Despite initially backing the MP after her apology, the Labour leader, Jeremy Corbyn, suspended her from the party in April pending an investigation, stripping her of the parliamentary whip and preventing her from undertaking any party activity.

During the height of the Israeli offensive in Gaza two years ago, Shah shared a picture that showed the state of Israel being relocated to the US, adding the caption “problem solved”.

In another controversial post, the MP urged followers to vote in an online poll about the Gaza war, claiming the result was skewed because “the Jews are rallying to the poll”.

Jeremy Newmark, chair of the Jewish Labour Movement, said he welcomed the lifting of Shah’s suspension. “She has proven herself to be a bold and courageous agent of change at a time when strong leadership on this issue is so important,” he added.

The Board of Deputies of British Jews said there was a clear demarcation between Shah and several others, including Ken Livingstone, who had been suspended by Labour for alleged antisemitism.

“Naz Shah stands out as someone who has been prepared to apologise to the Jewish community at a local and national level, and make efforts to learn from her mistakes,” a spokesperson said. “In that regard, her reinstatement today seems appropriate and we would hope for no repeat of past errors.”

Concerns over antisemitism within Labour led Corbyn to commission an independent report by Shami Chakrabarti, former director of human rights organisation Liberty, which was released last week and recommended some changes to party procedures.

But the event that launched the report was somewhat marred after the Labour leader said Jews were “no more responsible for the actions of Israel” than Muslims were for the “various self-styled Islamic states or organisations”.

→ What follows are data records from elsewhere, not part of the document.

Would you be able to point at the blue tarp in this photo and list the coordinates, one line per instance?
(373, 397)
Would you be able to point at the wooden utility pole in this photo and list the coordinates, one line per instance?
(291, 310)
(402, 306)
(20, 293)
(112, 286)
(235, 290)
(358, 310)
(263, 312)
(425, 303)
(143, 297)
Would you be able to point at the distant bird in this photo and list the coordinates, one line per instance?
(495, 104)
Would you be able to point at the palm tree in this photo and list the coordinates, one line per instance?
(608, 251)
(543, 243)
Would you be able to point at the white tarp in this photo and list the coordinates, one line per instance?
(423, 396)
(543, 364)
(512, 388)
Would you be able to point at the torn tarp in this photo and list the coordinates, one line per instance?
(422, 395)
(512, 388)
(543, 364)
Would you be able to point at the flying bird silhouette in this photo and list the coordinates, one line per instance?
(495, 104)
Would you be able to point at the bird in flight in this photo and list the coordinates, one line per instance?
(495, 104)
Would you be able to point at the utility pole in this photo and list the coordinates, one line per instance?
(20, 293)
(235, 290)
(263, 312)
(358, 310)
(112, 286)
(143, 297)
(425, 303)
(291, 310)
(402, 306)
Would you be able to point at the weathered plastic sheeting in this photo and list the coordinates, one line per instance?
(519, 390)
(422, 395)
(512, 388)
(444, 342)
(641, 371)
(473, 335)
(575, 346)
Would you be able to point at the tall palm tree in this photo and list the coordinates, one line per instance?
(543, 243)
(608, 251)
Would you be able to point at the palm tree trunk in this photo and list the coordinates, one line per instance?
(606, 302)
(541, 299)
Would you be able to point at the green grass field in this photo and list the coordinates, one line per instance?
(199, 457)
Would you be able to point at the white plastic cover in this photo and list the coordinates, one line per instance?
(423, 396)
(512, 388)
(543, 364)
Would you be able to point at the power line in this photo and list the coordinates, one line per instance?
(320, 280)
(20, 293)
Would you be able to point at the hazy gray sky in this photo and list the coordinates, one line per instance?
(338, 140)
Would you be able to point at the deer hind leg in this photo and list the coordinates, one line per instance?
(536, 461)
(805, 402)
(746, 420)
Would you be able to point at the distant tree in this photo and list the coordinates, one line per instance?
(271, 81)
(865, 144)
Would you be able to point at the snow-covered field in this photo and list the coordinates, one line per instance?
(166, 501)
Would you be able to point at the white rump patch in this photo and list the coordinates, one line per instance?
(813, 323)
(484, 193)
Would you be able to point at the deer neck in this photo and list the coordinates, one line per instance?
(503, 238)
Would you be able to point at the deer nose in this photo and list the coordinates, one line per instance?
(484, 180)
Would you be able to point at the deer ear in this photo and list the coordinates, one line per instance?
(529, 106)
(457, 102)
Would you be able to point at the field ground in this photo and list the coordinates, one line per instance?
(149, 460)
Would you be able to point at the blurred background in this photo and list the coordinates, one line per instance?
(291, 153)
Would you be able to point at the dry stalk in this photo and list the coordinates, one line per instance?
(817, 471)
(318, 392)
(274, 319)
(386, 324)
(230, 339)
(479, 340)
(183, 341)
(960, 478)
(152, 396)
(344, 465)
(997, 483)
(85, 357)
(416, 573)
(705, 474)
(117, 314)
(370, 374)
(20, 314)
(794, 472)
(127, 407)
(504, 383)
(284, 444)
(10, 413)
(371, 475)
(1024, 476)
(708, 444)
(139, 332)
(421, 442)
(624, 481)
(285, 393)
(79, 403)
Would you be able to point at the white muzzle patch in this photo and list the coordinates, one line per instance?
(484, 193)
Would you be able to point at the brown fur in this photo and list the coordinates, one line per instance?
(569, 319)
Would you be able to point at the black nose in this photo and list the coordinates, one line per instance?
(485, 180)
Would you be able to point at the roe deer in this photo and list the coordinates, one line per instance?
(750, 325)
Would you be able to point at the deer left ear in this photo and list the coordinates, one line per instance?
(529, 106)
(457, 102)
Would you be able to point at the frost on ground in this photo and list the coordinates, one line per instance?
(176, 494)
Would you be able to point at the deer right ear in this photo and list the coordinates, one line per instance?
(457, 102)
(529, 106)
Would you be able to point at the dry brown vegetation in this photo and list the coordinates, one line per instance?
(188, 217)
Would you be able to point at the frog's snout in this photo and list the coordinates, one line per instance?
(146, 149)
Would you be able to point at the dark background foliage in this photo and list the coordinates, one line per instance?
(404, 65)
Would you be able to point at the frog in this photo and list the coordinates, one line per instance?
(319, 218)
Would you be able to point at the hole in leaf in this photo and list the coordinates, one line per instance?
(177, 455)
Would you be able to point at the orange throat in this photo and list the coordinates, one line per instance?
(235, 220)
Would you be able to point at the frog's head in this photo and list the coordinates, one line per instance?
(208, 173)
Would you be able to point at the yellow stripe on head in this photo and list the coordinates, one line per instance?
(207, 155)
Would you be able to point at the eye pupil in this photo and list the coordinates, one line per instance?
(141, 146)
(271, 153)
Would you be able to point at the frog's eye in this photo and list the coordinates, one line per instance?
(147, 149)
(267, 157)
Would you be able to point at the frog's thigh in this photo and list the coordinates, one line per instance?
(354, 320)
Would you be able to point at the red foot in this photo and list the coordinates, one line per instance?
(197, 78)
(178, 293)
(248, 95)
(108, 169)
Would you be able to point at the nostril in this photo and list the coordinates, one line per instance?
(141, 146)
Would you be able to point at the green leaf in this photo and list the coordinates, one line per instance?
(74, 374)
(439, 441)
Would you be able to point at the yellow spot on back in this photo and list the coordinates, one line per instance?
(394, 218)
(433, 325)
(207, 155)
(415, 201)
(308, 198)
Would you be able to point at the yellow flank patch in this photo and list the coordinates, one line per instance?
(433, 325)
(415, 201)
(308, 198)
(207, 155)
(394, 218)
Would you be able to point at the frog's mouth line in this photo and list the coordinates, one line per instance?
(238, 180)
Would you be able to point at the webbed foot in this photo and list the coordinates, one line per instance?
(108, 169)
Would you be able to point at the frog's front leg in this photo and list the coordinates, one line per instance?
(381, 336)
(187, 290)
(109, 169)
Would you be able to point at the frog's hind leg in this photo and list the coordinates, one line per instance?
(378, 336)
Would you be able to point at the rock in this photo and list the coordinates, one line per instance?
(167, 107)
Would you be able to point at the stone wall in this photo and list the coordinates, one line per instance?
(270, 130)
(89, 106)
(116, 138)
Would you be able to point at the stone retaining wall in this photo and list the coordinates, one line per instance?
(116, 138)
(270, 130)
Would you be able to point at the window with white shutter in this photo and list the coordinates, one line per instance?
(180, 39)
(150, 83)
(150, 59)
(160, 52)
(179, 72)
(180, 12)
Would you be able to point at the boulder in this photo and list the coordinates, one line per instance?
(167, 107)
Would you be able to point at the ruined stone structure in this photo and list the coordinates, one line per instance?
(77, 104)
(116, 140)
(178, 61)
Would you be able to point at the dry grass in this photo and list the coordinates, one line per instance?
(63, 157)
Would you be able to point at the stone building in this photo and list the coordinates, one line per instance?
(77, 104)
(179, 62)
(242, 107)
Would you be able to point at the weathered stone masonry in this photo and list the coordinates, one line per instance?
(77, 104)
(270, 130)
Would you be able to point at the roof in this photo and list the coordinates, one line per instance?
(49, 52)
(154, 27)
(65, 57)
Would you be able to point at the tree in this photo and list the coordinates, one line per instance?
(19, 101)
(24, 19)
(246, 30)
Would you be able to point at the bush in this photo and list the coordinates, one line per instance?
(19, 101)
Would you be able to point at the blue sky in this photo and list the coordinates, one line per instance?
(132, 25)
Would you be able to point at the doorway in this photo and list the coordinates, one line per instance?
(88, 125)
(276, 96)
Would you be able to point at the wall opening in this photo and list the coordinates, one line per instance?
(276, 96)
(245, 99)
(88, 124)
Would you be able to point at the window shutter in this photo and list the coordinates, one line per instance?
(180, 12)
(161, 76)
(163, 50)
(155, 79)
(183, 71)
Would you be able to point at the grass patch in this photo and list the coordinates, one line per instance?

Corbyn had intended to refer to states of an Islamic character, giving the examples of Saudi Arabia, Pakistan, Iran or Hamas in Gaza, but was widely reported to have compared Israel to terror group Islamic State.

On Monday the Labour leader told the home affairs select committee, which is conducting its own investigation, that it would have been better “in hindsight” had he referred to “Islamic countries”.

Corbyn said that appropriate action had been taken by the party’s compliance unit after allegations of antisemitism and fewer than 20 activists had been suspended while their cases were investigated.